Cocov

Choosing a Storage Medium

Last updated Feb 26, 2024

The importance of choosing the right storage medium is described thoroughly on other parts of this documentation. This section describes which kind of data Cocov stores, and where, along with options for storing such data.

Commit Data #

Every time the platform receives an event from GitHub indicating that a new commit has been pushed, it download, clean, and store it within a predetermined storage location. This location in specific must be shared between three components, those being the API, the Worker, and Sidekiq. The API and Sidekiq may require access to it in order to prepare previews, coverage results, and reading the manifest present in that commit, if any. The Worker requires a full copy of the all files from the commit in order to mount them for plugins to access.

On Kubernetes, there are four options to provide this storage to the platform:

  1. Using a remote storage service like S3
  2. Using a local storage service like Minio
  3. Using a local storage within a node through a StatefulSet
  4. Using a local storage provided through NFS, for instance.

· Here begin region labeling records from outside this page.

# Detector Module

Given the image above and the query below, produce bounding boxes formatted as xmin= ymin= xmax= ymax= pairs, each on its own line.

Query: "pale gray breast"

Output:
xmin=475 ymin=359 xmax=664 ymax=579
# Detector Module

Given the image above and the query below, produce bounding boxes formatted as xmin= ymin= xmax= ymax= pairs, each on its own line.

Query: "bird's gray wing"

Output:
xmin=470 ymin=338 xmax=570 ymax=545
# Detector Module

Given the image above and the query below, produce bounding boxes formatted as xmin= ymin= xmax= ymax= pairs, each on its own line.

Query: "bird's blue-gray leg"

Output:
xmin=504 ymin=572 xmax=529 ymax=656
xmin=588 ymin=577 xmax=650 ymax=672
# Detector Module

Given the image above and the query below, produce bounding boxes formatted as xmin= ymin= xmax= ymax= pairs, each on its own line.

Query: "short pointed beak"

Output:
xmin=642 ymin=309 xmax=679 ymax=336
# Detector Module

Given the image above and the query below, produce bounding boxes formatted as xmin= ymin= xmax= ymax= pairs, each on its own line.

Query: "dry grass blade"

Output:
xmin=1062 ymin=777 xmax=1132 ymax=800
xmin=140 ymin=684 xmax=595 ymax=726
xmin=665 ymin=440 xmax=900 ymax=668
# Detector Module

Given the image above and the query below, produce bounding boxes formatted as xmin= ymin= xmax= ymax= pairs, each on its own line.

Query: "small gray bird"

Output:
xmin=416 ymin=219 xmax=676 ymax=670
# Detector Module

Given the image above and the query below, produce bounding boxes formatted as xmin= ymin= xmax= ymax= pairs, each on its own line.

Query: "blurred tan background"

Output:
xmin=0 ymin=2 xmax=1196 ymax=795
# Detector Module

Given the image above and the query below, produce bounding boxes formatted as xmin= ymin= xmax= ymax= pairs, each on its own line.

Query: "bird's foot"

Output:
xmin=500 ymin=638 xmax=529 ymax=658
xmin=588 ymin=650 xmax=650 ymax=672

Each option have their pros and cons, and they must be weighted by sysadmins in order to provide a good experience to their users. This collection of data is the most essential for the platform to function correctly, so a stable and fast access to those files are critical. Also, losing data stored in this collection will lead to errors and unexpected behaviors from the platform, so ensuring data integrity is crucial.

Warning: Do not manually alter, move, delete, or create files within this storage medium. Do not share it with other applications, and make sure to properly secure any medium used, as it may contain sensitive data from projects being analyzed by the platform.

Cache Data #

Cocov may store, if the Cache service is enabled, two different kinds of data to speedup checks. One is what is called “tool artifacts” which are packages containing interpreters, compilers, package managers, and other tools used to build, maintain dependencies, and any other operation regarding a language’s infrastructure, but not tied to a specific repository. This prevents the platform from downloading those tools every time a check is executed, and saves time, and possibly bandwidth costs.

The other kind of cached data are dependencies. Some plugins may require all dependencies to be present in order to run checks, and downloading, installing, and in some cases compiling dependencies may as well take some time which may vary due an array of variables. For those cases, plugins may opt to cache a project’s dependencies on the local cache, and restore them based on whether files describing those dependencies were changed.

The medium storing cache data does not need to be as well kept as the Commit Data medium, but some important points must be noticed:

  1. The Cache service coordinates locks and whether the presence of a given artifact (tool or dependency) by leveraging the API. This means that keeping storage in different regions, for instance, is currently not possible.
  2. The service is able to detect inconsistencies between data provided by the API and data present on the chosen medium, meaning that it gracefully handles cases in which the API may indicate that a given object exists, while it is absent from the storage.
  3. Latency to the cache storage medium directly affects pushing and pulling data from it, which may then affect how long checks take to begin and finish.

Options to maintain this medium are the same as listed on the Commit Data section, as we are limited to options provided by Kubernetes.


The chart will handle all cases that either points to S3/Minio, or to a local mounted path, which means that as long as the storage medium can be mounted into the platform’s container, it should work transparently.